The rice scheme, according to the National Anti-Corruption Commission, spawned corruption “every step of the way”. Yingluck backed the controversial programme to the hilt, dismissing vocal criticism and repeated warnings by respected economists that her government could collapse under the weight of rampant graft and massive fiscal losses. 
The government failed to pay farmers who “sold” it their rice at highly inflated prices, and some farmers, who were not paid, killed themselves.
Suicides related to state policies are not new. But suicides related to state policies that should and could have been stopped a long time ago due to clear signs of corruption and fiscal dangers could be different. Yingluck’s defence will be a highly delicate task. 
First, it will have to defuse claims that corruption was widespread, and if it fails to do so, it will have to shield her from the crimes.
Yingluck chaired the all-powerful national rice committee and the rice-pledging scheme was her ruling party’s main policy. All warnings were well documented, and so were her (and her brother’s) repeated insistence that nothing was seriously wrong with the costly rice programme.
Either gross negligence or direct involvement in corruption, or both, could land her in jail. Her defence has previously tried to build an argument that there was no way she could backtrack on a policy that was something promised to the people in an election campaign and then formally declared to Parliament. That wouldn’t be good enough. The prime ministerial duty of stopping or preventing corruption when he/she can overrides everything.
The trial, assuming that corruption in the rice scheme is a foregone conclusion, will feature a fight between a “She didn’t know it” defence and “Of course, she did” prosecution. And what the Democrats tried to say during the last censure debate – allegations to which Yingluck and the Cabinet paid absolutely no attention – may come back to haunt her. 
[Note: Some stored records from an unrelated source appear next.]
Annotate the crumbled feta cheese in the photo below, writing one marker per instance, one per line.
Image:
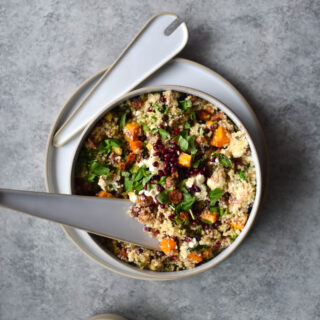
(192, 243)
(217, 180)
(149, 163)
(199, 182)
(153, 192)
(238, 144)
(132, 196)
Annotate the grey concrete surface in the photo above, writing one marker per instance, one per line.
(270, 51)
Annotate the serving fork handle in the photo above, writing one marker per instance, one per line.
(162, 38)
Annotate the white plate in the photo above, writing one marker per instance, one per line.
(178, 72)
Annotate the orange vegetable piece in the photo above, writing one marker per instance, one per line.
(135, 146)
(195, 257)
(220, 138)
(237, 224)
(130, 159)
(123, 253)
(210, 123)
(203, 115)
(185, 160)
(209, 109)
(184, 216)
(206, 254)
(218, 116)
(105, 194)
(132, 130)
(168, 246)
(210, 217)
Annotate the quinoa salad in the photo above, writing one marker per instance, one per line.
(186, 167)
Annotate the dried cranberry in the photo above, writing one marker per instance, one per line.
(165, 118)
(196, 189)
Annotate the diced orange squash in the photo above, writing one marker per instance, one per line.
(123, 253)
(206, 254)
(135, 146)
(184, 216)
(209, 217)
(218, 116)
(130, 159)
(168, 246)
(239, 224)
(210, 124)
(185, 160)
(220, 138)
(195, 257)
(105, 194)
(132, 130)
(203, 115)
(209, 110)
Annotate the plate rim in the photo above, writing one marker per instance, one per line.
(49, 144)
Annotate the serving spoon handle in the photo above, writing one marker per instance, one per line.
(161, 39)
(106, 217)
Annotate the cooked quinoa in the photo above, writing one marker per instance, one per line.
(186, 167)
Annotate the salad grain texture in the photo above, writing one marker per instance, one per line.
(186, 167)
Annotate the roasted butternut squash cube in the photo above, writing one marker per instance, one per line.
(185, 160)
(135, 146)
(220, 138)
(131, 130)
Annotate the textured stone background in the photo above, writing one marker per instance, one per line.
(270, 51)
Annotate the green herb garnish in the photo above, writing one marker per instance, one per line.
(198, 248)
(223, 160)
(196, 163)
(163, 197)
(214, 196)
(242, 175)
(185, 105)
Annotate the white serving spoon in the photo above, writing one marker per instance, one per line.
(161, 39)
(106, 217)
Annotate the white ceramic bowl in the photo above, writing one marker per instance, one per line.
(127, 269)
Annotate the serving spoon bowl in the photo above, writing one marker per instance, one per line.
(105, 217)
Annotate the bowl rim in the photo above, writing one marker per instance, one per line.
(226, 252)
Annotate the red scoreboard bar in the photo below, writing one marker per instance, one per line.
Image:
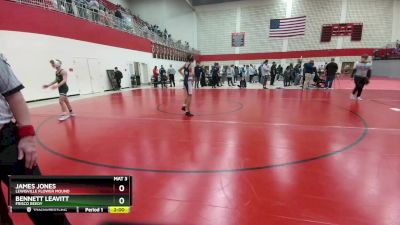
(341, 29)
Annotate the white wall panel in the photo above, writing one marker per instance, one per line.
(214, 31)
(175, 15)
(377, 17)
(318, 13)
(255, 22)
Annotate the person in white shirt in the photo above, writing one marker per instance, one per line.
(252, 72)
(265, 73)
(361, 74)
(94, 7)
(230, 71)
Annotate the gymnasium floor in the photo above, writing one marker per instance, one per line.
(247, 156)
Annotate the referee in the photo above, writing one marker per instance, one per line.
(18, 154)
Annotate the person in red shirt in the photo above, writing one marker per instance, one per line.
(155, 76)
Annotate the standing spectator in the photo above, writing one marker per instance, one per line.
(197, 74)
(118, 18)
(236, 77)
(280, 71)
(203, 77)
(331, 69)
(273, 73)
(118, 77)
(214, 76)
(171, 74)
(361, 74)
(309, 72)
(60, 83)
(68, 6)
(286, 76)
(82, 6)
(18, 155)
(230, 71)
(297, 74)
(265, 72)
(94, 8)
(163, 76)
(155, 77)
(251, 73)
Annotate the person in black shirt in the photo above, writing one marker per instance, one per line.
(118, 77)
(163, 76)
(273, 73)
(214, 76)
(203, 77)
(279, 71)
(331, 70)
(197, 74)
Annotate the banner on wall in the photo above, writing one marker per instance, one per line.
(341, 29)
(238, 39)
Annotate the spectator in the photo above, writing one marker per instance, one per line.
(280, 71)
(297, 74)
(286, 76)
(118, 77)
(68, 6)
(361, 74)
(118, 18)
(171, 73)
(197, 75)
(214, 75)
(163, 76)
(265, 72)
(94, 8)
(155, 77)
(331, 69)
(236, 76)
(273, 73)
(82, 6)
(18, 155)
(203, 77)
(230, 71)
(309, 72)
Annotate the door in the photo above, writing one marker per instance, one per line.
(83, 75)
(96, 76)
(144, 75)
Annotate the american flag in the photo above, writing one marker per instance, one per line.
(288, 27)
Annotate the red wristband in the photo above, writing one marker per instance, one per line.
(25, 131)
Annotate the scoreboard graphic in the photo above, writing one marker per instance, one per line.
(238, 39)
(341, 29)
(73, 194)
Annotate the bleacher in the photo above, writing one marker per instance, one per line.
(163, 47)
(390, 51)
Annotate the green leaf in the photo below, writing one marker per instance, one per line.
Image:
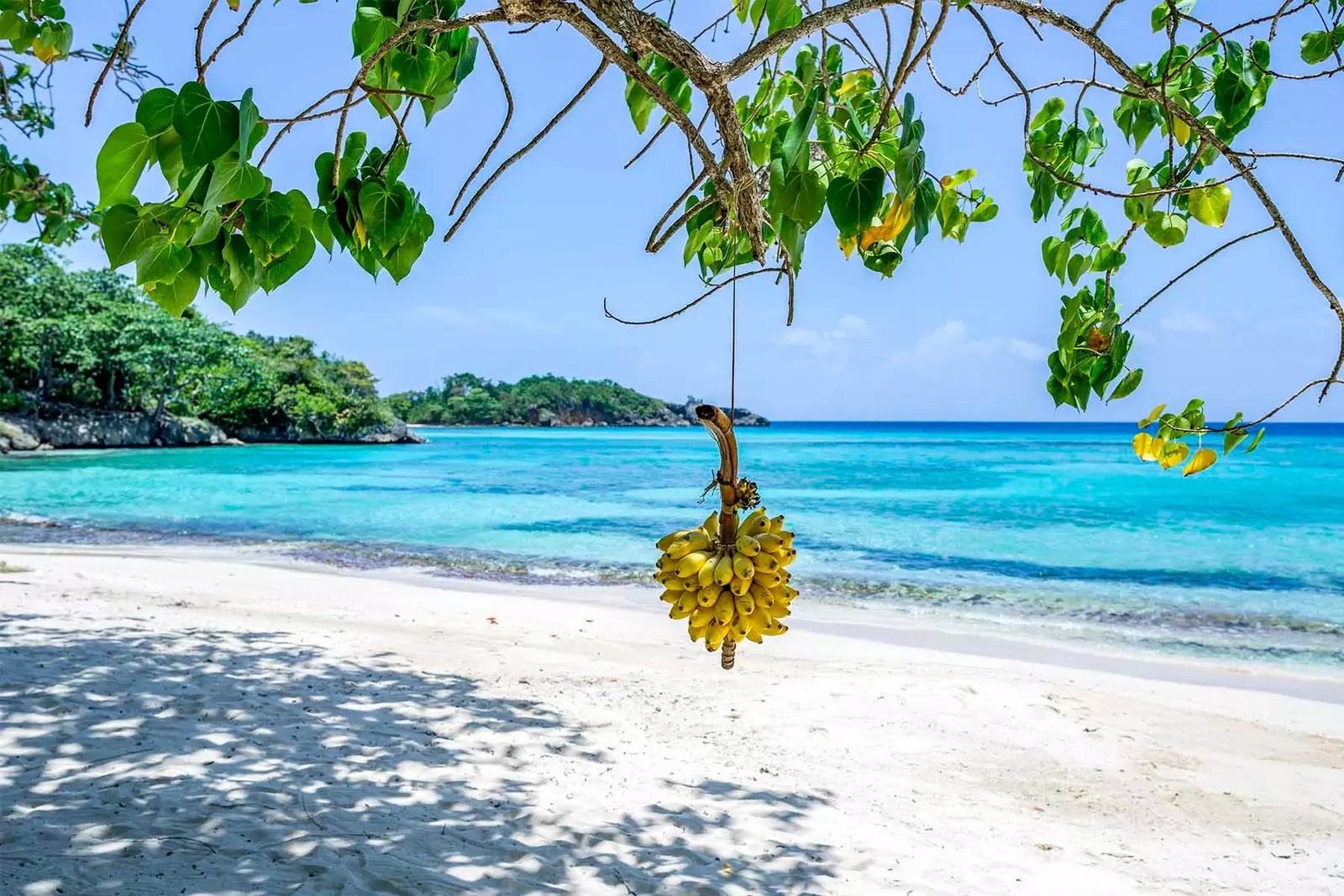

But the onus remains on the accusers. That’s why Yingluck should come back if she believes she is innocent. If she was jailed for a little embezzlement here and there or a small fraudulent activity or two by those “downstream”, Thailand’s political strife would only intensify. 
The NACC has accused her of allowing massive corruption to happen under her nose and being involved in some of the grafts herself, and now it will have to prove it. In short, the NACC must establish that corruption took place “upstream” and all the way down.
Here’s hoping that, after ideological “values” nearly made Thais kill one another on a nasty scale, spawning hatred, hypocrisy and propagandas, legal evidence and facts will step in and speak up. 
After all, what is politically and ideologically right or wrong is slippery. What is legally right or wrong is much less debatable.